You can show up to either Fort York or Aurora Armouries on any wednesday night at 1730.   Just approach any NCO you see and ask to see the recruiter.

Armoured Recce rely on vehicles and dismounted patrols to conduct recconaissance on the enemy and surrounding terrain.  QYRANG is a squadron sized brigade recce asset.  This means that it is our job to check things out for the brigade during an advance, or act as an early warning against enemy advance during the defensive.

Currently (I believe) we are in transition from the old Iltis jeep to the new G-Wagon so lately we have done nothing but dismounted patrolling this training year (except for CAC 04).

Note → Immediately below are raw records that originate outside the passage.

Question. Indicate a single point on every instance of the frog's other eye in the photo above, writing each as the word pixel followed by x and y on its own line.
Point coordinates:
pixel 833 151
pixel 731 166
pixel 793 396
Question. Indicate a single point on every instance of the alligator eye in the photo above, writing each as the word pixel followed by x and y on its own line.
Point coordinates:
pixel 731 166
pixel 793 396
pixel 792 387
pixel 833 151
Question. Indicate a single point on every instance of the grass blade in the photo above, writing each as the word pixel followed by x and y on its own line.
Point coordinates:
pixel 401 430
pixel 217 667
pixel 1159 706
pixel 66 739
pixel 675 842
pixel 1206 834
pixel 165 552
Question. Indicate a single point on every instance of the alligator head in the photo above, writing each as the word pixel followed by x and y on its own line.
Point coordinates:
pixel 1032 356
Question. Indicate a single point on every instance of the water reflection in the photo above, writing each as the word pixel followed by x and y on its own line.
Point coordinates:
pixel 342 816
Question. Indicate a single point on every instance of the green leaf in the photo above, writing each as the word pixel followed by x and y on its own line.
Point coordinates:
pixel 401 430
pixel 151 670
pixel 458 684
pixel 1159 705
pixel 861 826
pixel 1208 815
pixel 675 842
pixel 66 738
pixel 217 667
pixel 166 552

As an Armoured Recce soldier you may still get to enjoy some of the excitement of being an Infanteer.  While you will not be doing section attacks on enemy positions, or much Urban Warfare training much (but that could always change I guess), you will get to sneak around the bush conductiong recce patrols.


----------



## George Wallace (10 Jan 2005)

.....and you have to learn how to read your map a lot quicker.....as you are moving faster than on foot......"Darn I was supposed to turn left two Kms back there....."

GW


----------



## Gayson (10 Jan 2005)

;D

The best thing ever is when the CC is the GIB.  Getting pissed off with the driver and observer, he is capable of grabbing each guys head and slam them into each other in a fit of rage because both the observer and driver failed to see the correct turn.


----------



## Love793 (10 Jan 2005)

J. Gayson said:
			
		

> ;D
> 
> The best thing ever is when the CC is the GIB.   Getting pissed off with the driver and observer, he is capable of grabbing each guys head and slam them into each other in a fit of rage because both the observer and driver failed to see the correct turn.



Experience I take it.  Did I not mention that type of thing this summer.  In the Windsors, that type of thing would never occur ;D


----------



## Gayson (10 Jan 2005)

It never happened to me, but my CC was angry and made the threat a few times.   ;D

Also at times it is useful for the CC to have an observer that can translate what he is trying to say. . . 

CC:  WTF you bag of shit, are you not paying attention?  I hate you!

Observer:  Turn right.


Yeah my CC was a little frustrated with my amateur Iltis driving skills at CAC (I learned to drive for the first time at Meaford, on an Iltis   ).  It was all fun though.


----------



## marshmanguy (11 Jan 2005)

HAHAHA nice translation idea.


----------